Python with Pandas is used in many fields, including academic and commercial, finance, economics, Statistics, analytics, etc.

Let us see how to check NAN values in Pandas.

NAN represents a missing value in the data, NAN- Not A Number. This is one of the special values (float) which cannot be converted to any other form, like an integer or string. Having a NAN will create a big problem in data analysis. So it is very important to check NAN values and clear them to get the required output. There are two methods used to check NAN values. They are

isnull().values.any() method
isnull().values.sum() method
now let us understand these methods

Method 1: isnull().values.any() method

In this method, we get the exact position of the NAN value present. We also have to import NumPy because we deal with numbers.
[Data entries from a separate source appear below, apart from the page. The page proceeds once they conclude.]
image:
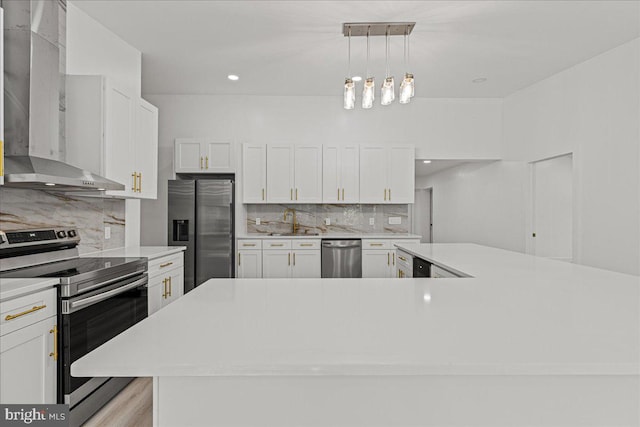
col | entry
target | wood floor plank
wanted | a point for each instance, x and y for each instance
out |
(132, 407)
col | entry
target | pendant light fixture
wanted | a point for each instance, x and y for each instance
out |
(387, 93)
(349, 85)
(407, 87)
(386, 29)
(368, 93)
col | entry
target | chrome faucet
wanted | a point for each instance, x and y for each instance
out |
(293, 215)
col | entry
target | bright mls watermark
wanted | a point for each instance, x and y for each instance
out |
(35, 415)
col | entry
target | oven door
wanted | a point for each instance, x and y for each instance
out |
(90, 320)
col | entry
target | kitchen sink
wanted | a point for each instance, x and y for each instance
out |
(294, 234)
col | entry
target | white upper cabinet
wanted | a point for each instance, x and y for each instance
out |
(201, 155)
(340, 174)
(387, 174)
(280, 174)
(294, 173)
(254, 173)
(308, 174)
(112, 133)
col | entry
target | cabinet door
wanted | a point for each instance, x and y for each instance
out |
(350, 174)
(307, 174)
(279, 173)
(306, 264)
(376, 263)
(330, 183)
(401, 174)
(373, 174)
(146, 147)
(120, 156)
(254, 173)
(27, 365)
(187, 156)
(219, 157)
(276, 263)
(249, 264)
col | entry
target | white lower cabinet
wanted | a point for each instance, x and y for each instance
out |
(287, 258)
(28, 353)
(166, 281)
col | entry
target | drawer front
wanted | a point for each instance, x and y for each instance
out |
(164, 264)
(249, 244)
(27, 310)
(306, 244)
(276, 244)
(376, 244)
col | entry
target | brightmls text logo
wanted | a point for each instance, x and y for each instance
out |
(36, 415)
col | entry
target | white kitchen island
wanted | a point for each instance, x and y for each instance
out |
(525, 341)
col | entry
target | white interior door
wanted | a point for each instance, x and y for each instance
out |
(552, 219)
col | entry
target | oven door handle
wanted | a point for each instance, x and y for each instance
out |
(106, 295)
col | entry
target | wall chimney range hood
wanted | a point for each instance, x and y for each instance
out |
(34, 100)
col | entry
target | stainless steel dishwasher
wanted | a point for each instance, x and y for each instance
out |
(341, 258)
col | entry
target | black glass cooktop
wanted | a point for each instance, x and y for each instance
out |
(71, 268)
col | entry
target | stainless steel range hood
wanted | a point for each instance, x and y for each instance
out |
(34, 100)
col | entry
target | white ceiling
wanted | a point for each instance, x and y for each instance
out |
(297, 47)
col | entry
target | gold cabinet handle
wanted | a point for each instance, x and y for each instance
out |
(31, 310)
(54, 353)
We will look at an example code below.

Example

# importing required libraries
import pandas as pd
import numpy as np
 
 
num = {'Int': [15, 25, 35, 60, 55, np.nan,
                    75, np.nan, 95, 120, np.nan]}
 
# Creating the data frame
df = pd.DataFrame(num, columns=['Int'])
 
# using the method
check_nan = df['Int'].isnull().values.any()
 
# printing the result
print(check_nan)

Output

How to check nan values in pandas

In order to get the exact position of the NAN value, we use another command [ isnull()]

Example

# importing required libraries
import pandas as pd
import numpy as np
 
 
num = {'Int': [15, 25, 35, 60, 55, np.nan,
                    75, np.nan, 95, 120, np.nan]}
 
# Creating the data frame
df = pd.DataFrame(num, columns=['Int'])
 
# using the method
check_nan = df['Int'].isnull()
 
# printing the result
print(check_nan)

Output:

How to check nan values in pandas

Here instead of have all the code same we just changed df[‘Int’].isnull().values.any() into only df[‘Int’].isnull() to get the positions of the NAN values.
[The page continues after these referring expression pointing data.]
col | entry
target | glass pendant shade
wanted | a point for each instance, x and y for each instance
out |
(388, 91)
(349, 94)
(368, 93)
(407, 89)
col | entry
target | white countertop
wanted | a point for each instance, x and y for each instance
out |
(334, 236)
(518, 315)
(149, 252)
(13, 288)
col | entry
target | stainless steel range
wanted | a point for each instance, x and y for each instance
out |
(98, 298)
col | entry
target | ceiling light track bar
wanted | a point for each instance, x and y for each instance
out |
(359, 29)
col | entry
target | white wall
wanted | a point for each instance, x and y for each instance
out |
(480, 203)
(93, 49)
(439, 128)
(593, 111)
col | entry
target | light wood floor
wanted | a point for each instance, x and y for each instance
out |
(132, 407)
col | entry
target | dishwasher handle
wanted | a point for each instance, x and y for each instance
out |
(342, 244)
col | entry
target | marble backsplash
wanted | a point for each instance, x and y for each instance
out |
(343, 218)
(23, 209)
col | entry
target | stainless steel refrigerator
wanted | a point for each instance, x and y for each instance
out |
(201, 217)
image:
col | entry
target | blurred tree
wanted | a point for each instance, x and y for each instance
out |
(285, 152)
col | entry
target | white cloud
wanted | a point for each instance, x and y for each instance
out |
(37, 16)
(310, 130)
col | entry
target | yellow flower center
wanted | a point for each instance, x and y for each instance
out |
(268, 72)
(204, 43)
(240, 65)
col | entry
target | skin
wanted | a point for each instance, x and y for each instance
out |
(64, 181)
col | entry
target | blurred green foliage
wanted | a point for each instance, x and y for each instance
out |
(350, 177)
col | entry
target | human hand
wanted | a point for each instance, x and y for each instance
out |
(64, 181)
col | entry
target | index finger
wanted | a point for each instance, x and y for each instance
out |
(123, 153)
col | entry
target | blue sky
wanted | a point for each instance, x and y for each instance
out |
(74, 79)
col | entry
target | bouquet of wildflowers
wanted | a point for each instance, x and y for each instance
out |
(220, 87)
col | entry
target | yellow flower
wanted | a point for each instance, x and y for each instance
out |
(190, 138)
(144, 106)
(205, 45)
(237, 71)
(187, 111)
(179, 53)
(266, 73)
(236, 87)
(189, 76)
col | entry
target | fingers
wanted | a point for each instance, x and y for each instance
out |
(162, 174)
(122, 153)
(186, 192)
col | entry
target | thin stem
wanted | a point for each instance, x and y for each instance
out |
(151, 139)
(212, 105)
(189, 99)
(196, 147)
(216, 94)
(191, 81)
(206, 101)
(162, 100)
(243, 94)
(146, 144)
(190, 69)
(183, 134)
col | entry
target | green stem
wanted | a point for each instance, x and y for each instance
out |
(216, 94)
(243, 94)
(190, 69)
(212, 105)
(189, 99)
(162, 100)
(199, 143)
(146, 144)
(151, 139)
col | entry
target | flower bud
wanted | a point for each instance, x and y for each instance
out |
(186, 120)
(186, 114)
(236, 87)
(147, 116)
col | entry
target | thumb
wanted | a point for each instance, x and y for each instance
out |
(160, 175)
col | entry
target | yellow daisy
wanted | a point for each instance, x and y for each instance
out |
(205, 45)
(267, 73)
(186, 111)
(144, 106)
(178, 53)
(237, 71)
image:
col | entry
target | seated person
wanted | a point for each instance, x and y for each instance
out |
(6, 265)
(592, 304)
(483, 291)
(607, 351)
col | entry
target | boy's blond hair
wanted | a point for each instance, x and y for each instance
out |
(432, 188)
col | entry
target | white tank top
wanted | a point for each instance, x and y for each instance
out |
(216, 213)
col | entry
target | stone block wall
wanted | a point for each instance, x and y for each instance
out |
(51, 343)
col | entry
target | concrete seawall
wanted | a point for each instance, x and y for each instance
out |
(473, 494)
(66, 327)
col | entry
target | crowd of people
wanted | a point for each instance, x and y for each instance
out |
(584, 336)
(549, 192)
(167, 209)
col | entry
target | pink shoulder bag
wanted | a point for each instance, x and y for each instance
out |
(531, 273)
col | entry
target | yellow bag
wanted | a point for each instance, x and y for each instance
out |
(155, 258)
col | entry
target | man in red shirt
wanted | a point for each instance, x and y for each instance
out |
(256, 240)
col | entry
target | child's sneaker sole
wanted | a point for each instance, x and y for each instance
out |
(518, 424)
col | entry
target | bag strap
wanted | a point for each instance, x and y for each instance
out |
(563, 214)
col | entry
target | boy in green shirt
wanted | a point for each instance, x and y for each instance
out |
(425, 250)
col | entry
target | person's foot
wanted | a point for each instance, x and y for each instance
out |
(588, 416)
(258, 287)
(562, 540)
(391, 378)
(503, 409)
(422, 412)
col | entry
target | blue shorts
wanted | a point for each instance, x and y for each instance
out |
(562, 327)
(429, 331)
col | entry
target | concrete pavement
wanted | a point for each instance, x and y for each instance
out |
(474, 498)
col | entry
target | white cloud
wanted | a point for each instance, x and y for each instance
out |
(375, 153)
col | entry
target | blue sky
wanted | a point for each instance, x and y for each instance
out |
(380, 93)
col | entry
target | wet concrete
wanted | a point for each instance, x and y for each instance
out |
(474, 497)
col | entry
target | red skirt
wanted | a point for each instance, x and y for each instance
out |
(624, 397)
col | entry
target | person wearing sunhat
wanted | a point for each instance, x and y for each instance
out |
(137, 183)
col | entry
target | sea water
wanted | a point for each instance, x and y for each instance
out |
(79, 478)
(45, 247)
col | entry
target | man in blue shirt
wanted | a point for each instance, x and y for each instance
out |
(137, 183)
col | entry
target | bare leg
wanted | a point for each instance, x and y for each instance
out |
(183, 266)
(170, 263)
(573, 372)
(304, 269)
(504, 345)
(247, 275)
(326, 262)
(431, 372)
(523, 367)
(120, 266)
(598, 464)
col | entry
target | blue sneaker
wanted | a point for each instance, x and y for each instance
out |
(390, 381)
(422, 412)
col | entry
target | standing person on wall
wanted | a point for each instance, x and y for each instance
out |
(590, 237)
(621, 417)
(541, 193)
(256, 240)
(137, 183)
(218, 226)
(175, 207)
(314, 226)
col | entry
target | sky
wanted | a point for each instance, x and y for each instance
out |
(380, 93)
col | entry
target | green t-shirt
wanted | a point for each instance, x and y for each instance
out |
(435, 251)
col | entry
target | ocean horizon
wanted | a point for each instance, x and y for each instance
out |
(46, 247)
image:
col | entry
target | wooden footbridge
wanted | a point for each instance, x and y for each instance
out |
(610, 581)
For the above code, we first imported the panda's library and NumPy. Next, we created a data set called "num" and designed it with an integer. We have defined the data set as a data frame. Then we used the method isnull().values to check NAN values.any(), then printed the check, NAN.
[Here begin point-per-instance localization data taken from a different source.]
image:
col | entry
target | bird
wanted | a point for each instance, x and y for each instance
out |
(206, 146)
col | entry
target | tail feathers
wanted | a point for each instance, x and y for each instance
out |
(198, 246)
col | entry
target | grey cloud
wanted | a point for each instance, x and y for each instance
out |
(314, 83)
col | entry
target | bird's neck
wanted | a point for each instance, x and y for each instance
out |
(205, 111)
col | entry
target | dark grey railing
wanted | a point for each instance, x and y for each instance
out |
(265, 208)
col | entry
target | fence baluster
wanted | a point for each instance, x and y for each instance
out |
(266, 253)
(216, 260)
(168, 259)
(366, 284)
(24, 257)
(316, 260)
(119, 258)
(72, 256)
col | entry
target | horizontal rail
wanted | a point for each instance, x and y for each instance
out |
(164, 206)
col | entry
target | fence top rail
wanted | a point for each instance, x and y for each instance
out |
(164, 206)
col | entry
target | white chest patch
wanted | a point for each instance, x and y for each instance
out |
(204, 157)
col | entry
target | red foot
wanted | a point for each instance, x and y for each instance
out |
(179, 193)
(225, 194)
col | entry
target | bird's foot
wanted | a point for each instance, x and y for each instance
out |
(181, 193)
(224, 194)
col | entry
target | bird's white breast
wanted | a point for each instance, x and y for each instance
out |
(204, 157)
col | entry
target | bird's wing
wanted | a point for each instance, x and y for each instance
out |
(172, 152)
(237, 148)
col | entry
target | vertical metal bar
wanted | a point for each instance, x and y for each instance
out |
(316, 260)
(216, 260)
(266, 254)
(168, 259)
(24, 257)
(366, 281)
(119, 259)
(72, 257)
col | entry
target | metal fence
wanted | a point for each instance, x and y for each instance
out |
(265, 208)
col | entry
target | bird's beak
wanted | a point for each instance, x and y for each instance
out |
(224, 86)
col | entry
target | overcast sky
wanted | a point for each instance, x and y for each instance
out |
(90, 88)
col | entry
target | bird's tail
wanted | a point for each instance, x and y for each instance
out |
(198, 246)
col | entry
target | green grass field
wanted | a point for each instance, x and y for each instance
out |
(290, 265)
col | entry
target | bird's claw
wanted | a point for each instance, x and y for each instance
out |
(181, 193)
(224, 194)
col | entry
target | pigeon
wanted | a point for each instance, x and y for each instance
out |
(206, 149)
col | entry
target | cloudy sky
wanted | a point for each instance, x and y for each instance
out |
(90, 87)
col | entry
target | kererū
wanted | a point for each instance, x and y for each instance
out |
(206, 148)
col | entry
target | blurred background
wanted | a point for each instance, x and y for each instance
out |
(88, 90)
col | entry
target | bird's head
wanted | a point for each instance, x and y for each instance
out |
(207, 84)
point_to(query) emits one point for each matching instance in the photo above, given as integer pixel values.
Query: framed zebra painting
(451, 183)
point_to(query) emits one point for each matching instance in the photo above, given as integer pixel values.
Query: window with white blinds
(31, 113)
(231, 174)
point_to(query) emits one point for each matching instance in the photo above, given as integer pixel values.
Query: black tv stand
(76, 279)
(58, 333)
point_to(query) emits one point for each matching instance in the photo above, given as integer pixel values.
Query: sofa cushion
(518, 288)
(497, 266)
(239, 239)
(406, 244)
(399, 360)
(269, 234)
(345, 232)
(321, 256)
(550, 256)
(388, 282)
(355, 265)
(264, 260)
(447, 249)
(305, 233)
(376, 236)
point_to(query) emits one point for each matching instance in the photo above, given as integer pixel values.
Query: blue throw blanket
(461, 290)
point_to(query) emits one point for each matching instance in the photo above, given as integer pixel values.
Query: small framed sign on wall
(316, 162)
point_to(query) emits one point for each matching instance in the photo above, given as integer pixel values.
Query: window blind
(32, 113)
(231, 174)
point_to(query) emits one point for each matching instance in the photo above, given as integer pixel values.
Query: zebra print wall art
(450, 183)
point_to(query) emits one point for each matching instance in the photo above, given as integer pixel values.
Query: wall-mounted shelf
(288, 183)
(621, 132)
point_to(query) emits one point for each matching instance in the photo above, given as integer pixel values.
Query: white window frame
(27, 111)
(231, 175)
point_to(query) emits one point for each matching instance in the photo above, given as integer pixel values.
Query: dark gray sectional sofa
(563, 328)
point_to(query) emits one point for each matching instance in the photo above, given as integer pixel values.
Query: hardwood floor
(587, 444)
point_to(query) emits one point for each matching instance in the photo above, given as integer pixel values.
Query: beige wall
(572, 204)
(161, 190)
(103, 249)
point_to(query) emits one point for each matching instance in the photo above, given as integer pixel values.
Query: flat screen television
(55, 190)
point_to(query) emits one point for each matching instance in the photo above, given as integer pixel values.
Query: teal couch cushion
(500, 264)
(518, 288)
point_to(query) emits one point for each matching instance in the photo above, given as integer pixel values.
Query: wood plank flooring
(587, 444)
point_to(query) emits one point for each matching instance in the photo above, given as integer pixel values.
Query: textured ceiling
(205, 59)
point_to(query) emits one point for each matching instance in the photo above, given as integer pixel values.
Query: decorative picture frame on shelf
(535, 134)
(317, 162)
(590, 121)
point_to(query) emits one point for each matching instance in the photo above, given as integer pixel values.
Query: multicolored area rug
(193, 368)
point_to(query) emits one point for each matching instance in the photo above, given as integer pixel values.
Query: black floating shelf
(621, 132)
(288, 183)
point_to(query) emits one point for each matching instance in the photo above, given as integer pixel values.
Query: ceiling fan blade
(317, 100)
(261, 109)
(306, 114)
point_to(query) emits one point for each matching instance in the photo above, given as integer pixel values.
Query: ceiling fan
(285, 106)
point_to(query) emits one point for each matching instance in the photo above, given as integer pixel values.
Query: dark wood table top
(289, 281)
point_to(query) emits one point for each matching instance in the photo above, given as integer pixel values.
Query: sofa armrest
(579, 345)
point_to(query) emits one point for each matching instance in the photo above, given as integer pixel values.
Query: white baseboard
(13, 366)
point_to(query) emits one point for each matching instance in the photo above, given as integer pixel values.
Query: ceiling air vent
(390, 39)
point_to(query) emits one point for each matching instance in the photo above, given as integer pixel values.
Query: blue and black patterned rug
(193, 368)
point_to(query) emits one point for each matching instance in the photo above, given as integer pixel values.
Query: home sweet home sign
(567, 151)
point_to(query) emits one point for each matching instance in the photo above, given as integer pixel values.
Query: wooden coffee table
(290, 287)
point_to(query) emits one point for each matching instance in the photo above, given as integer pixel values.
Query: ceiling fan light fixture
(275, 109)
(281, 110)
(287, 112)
Method 2: isnull().sum() method

In this method, we use the isnull().sum(). Using this method, we get the number of NAN values in the given data set. We need NumPy in this method also cause we are dealing with numbers. So now, let us look at an example code to check the method used.

Example

# importing required libraries
import pandas as pd
import numpy as np
 
 #creating a data set 
num = {'Int': [15, 25, 35, 48, 50, np.nan,
                    75, np.nan, 98, 120, np.nan]}
 
# Creating the data frame
df = pd.DataFrame(num, columns=['Int'])
 
# applying the required  method
count_nan = df['Int'].isnull().sum()
 
# printing the number of values present
# in the column
print('Number of NaN values present: ' + str(count_nan))

Output:

How to check nan values in pandas

We created a data set and then imported the required libraries called pandas and NumPy. Then we made a data set and initialized a data frame with the datatype. Now we used the isnull().sum() method to the data set, and last we print the code. After execution, we get the required number of NAN values in the given data set. So in the input data set, we mentioned 3 NAN values; hence, the code's output will be given like "3 NAN values present". And this is how we use this method.

Conclusion

These are a few methods to check the NAN values in the given dataset. In both methods, we get the NAN values, but in the first method, we can only know that NAN values are present, and also, by changing the command, we know the positions of those NAN values. Coming to the second method, we will see the number of NAN values present in the data set. Both these methods can be used without any errors in the execution. These methods are one of the easiest methods used to check the NAN values from the data set.